La mia coscienza e i miei pensieri
Sono la mia offerta.
Lasciami,
vivere di istinto
ribollire il sangue nelle vene
mangiare il prossimo mio
come me stesso.
Annienta i miei nemici
Gli oppressi,
i vinti,
gli stanchi.
Eradicali come il vento le querce,
fai che nella mia strada
non incontri nessuno
che non guarda il cielo a testa alta
per cercare in esso il suo riflesso e
non conferme.
Nebbia
Un mare così incerto da confondersi al cielo.
Ti aspetteresti di vedere le stelle riflettercisi,
nitide e chiare.
Invece era,
vaga ed infinita,
umile nebbia.
La luce e gli elettricisti
In chiesa,
mi persi fra pensieri gravi,
come la polvere sui marmi.
Avessimo un lume qualsiasi,
per rischiare i nostri tempi,
e direzionare il torpore.
Ah, gli Dei,
strane creature che evadono
la loroconcezione,
come mai generati
da stirpe alcuna.
Ed adesso,
nel buio delle candele
che inteneriscono i volumi e le forme
di quei volti
e di quei colli,
amoreggiano candide
le ombre della giornata.
Combattevo con linee e numeri
la mia indecisione
e battevo lo stilo contro il legno,
ritmando la fine progressiva.
Gli elettricisti.
Accesero le luci ai nostri santi.
Allora le loro sembianze sotto nuova luce vedemmo
e non avendone paura,
banchettammo sui loro cenotafi.
Il cervo
Se un giovane cervo vede un cacciatore
Mai fuggirà da questi,
e incuriosito lo guarderà, tremando,
mentre questi prende la mira
e spara,
ferendolo al cuore.
Gli alberi piangeranno in quel momento,
foglie, d’oro come maschere mortuarie,
cadranno dal cielo,
ma sarà soltanto l’abbandono di un corvo dal nido.
Così l’uomo vive solo d’illusioni
E lascia libero il cervo, preso dalla colpa.

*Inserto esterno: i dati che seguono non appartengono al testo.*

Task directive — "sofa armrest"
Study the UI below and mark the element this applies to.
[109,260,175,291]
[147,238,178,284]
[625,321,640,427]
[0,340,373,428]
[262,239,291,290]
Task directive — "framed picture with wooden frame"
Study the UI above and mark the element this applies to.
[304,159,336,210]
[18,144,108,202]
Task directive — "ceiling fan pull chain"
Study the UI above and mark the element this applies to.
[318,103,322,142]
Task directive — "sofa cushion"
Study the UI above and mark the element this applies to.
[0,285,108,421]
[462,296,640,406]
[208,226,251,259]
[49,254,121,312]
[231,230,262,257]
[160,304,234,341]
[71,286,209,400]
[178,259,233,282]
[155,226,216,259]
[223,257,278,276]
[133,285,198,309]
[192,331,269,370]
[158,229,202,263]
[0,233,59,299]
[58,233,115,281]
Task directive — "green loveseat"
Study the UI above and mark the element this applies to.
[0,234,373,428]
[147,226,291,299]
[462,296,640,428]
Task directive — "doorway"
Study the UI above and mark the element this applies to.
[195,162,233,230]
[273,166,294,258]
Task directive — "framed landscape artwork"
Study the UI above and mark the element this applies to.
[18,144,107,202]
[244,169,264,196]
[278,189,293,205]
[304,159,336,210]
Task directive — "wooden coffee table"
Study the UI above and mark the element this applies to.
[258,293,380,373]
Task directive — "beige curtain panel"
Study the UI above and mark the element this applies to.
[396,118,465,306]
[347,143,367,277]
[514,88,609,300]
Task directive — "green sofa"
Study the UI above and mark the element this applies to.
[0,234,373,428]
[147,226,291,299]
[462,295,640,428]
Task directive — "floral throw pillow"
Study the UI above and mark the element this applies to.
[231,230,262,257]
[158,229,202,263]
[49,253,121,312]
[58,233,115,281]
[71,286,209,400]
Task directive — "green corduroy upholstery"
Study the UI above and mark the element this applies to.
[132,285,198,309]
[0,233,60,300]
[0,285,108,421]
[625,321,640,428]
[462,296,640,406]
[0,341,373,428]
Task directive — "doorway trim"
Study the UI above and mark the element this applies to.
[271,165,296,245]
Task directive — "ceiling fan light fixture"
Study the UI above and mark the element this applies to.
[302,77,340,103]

Così il cervo rimane carcassa,
abbandonata in un bosco desolato,
quando avrebbe potuto
scomparire insieme al dolore.
Il mondo impietoso lo lascia vivere,
lo avvolge, risana la sua ferita.
Resta la cicatrice e l’esperienza,
fuggire dal cacciatore, e nel caso cada per sua mano
volgere il capo, che gli occhi non si incrocino.
Alcun fulmine lo colpirà,
sarà perso in brevi passioni,
come scintille di una coperta.
Il terrore reggerà i suoi piedi,
fino a quando non saranno quelli a cedere al terrore.